The federal government has been stepping up and has established 46 federally funded law enforcement agencies that work with local agencies. By partnering with 1,500 law enforcement agencies, they're creating a network so that local and state agencies can talk to each other. "Different agencies are beginning to build bridges among themselves," said Collins. "This is good news," she said.

Still, there's no panacea. "Every day the technology changes, and prosecution and law enforcement are running as fast as we can just to keep up," Turkel said. "Some blocking software for little kids work, but it's not enough. Law enforcement personnel need to be trained. Children and parents need to be educated. Children must be armed against sexual solicitation, and parents need to create an open venue for talking. There are ways to address this, but it comes from multiple sources."

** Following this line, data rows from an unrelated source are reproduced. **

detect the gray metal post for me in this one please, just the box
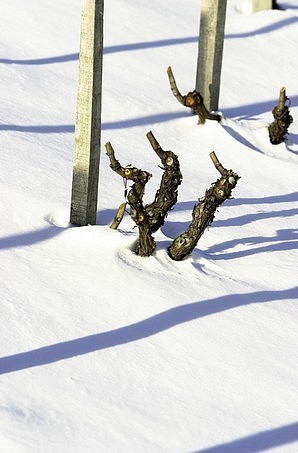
[252,0,272,12]
[195,0,227,112]
[70,0,104,226]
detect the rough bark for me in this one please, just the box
[268,87,293,145]
[105,142,155,256]
[106,133,183,256]
[167,66,221,124]
[168,152,240,261]
[145,131,183,233]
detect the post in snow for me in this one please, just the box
[70,0,104,226]
[195,0,227,112]
[252,0,272,12]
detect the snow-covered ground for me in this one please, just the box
[0,1,297,452]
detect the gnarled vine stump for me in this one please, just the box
[268,87,293,145]
[105,142,155,256]
[168,152,240,261]
[145,131,182,232]
[106,132,182,257]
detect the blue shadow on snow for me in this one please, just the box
[0,287,297,375]
[0,111,189,133]
[205,228,298,261]
[0,226,64,250]
[194,422,298,453]
[1,16,297,65]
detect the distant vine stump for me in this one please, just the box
[70,0,104,226]
[195,0,227,112]
[268,87,293,145]
[167,66,220,124]
[168,152,240,261]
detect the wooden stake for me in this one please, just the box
[70,0,104,226]
[252,0,272,12]
[195,0,227,112]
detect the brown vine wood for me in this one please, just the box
[167,66,221,124]
[268,87,293,145]
[168,152,240,261]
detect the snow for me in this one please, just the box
[0,0,298,452]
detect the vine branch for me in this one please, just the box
[168,152,240,261]
[167,66,221,124]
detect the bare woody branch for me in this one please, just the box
[110,202,127,230]
[167,66,221,124]
[105,142,155,256]
[166,66,185,106]
[168,152,240,261]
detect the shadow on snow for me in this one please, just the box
[173,193,298,212]
[0,226,64,250]
[0,16,297,65]
[0,112,189,133]
[194,422,298,453]
[0,287,297,375]
[205,228,298,260]
[0,93,297,133]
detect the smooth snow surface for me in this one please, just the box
[0,1,298,452]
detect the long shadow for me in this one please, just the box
[0,124,75,133]
[194,422,298,453]
[207,228,298,254]
[0,112,189,134]
[0,225,64,250]
[206,228,298,260]
[1,94,297,134]
[225,15,298,39]
[223,192,298,207]
[287,132,298,144]
[286,133,298,154]
[161,207,298,240]
[222,95,298,119]
[0,36,197,64]
[1,17,297,66]
[174,193,298,212]
[0,53,79,65]
[209,239,298,260]
[220,124,262,153]
[101,111,189,130]
[0,287,297,375]
[213,207,298,228]
[281,2,298,9]
[162,199,298,239]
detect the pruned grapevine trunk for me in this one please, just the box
[168,152,240,261]
[145,131,182,232]
[105,142,156,256]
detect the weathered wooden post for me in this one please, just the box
[195,0,227,112]
[252,0,272,12]
[70,0,104,226]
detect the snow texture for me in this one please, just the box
[0,0,298,452]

A case in point: In December 2006, MySpace agreed to identify and purge accounts of registered sex offenders. The social-networking site has been matching users to information in its Sentinel Safe database and deleting registered sex offenders' profiles since May 2. That's not enough, said eight attorneys general, who demanded that MySpace turn over those names so they could investigate exactly who those individuals had been communicating with, and whether any crimes had been committed. At first, MySpace refused, stating that state and federal laws protect the privacy of its members without subpoenas. A number of states soon provided them, which allowed MySpace a week later to provide all 50 states with that information.

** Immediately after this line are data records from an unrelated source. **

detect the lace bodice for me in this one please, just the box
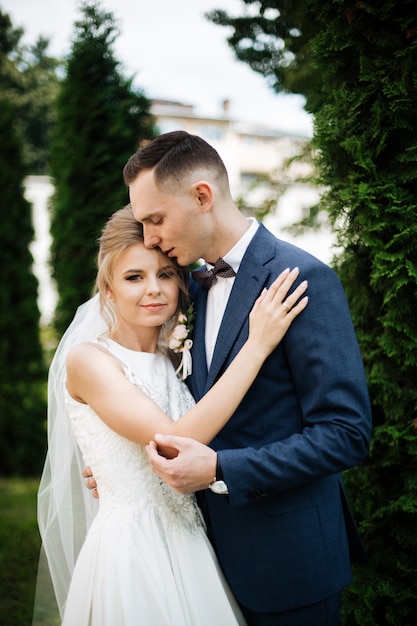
[65,342,202,534]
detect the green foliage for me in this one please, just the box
[0,9,60,174]
[49,1,157,335]
[212,1,417,622]
[307,1,417,623]
[0,479,41,626]
[0,97,47,476]
[207,1,324,112]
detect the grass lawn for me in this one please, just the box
[0,478,41,626]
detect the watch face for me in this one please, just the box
[210,480,229,495]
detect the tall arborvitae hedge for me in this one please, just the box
[306,2,417,624]
[0,98,46,475]
[50,1,156,334]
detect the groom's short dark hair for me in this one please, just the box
[123,130,229,188]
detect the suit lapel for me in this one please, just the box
[188,285,209,400]
[189,225,277,397]
[205,227,274,391]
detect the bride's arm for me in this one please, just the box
[66,268,307,447]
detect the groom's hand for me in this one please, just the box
[146,434,217,494]
[82,466,99,498]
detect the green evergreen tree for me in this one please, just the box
[308,2,417,623]
[15,37,61,174]
[0,9,60,174]
[207,1,324,112]
[0,95,46,475]
[49,1,156,334]
[211,1,417,623]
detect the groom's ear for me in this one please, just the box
[191,181,213,213]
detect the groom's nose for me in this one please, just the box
[143,228,161,250]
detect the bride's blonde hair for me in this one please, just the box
[94,205,189,341]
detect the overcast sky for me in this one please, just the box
[2,0,313,136]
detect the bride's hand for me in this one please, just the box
[248,267,308,355]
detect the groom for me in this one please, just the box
[122,131,372,625]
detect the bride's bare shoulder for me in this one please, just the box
[67,341,116,369]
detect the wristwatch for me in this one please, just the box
[209,456,229,494]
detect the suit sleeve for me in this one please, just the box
[218,260,372,508]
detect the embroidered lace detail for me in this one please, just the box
[66,350,202,536]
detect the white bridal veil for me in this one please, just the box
[34,295,105,623]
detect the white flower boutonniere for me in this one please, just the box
[169,304,195,380]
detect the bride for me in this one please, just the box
[36,205,308,626]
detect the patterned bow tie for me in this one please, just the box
[192,257,236,290]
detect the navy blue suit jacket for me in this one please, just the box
[188,224,372,613]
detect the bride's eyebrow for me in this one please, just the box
[121,265,175,275]
[123,268,144,274]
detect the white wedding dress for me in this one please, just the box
[62,339,246,626]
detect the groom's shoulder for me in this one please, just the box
[253,223,330,271]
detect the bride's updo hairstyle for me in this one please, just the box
[94,204,189,333]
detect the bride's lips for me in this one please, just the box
[142,303,166,312]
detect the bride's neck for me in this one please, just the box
[109,324,160,353]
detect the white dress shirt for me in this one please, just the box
[205,218,259,367]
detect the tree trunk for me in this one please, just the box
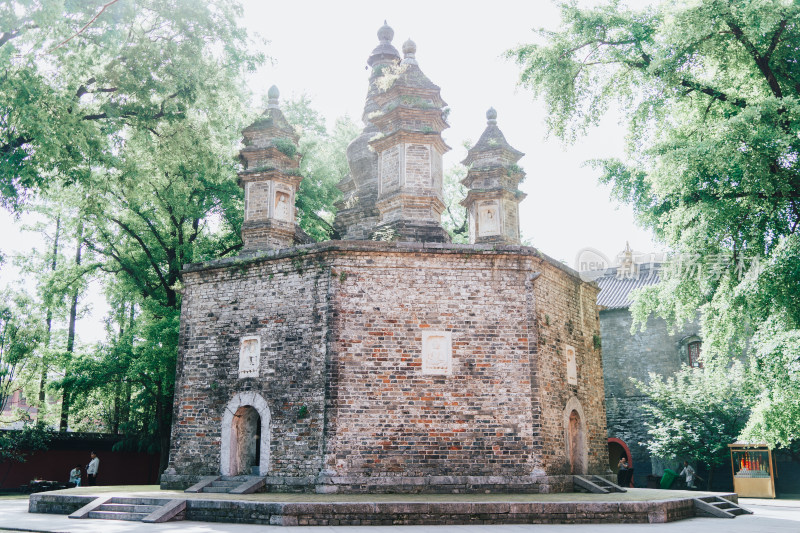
[706,463,714,491]
[39,215,60,405]
[111,305,125,434]
[59,222,82,433]
[156,381,167,474]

But actions like these can give people a false sense of security, said Carl Wicklund, executive director of the American Probation and Parole Association. "Will registering e-mail addresses of sex offenders work? Maybe for the really dumb ones. The others will just sign up for a new e-mail address and do what they want to do at public libraries where they can't be traced."Attempting to stay on top of new and emerging threats is difficult. There are cells phones with GPS capabilities; texting and IM through a variety of devices; and the prevalence of home video production facilities that make it easier for both predators and teens to make and post sexual images online. "The GPS capabilities are especially alarming, because it could easily be an avenue for a predator to locate a child," said Web Wise Kids' Westberg-Warren."The bottom line is, even one child is too much, and it's happening to more than one child," said Aftab. Crime-reporting forms don't mention the Internet. "We can't solve the problem until we know the scope," she said.

The most important thing is for parents and children to engage with one another actively and create contracts that are very explicit about what is and isn't allowed, Baker said. These contracts should include things such as, the computer is never used alone and it's turned off at night. Said Baker, "Understand the risks out there, and prepare children for them. Nothing beats education and communication."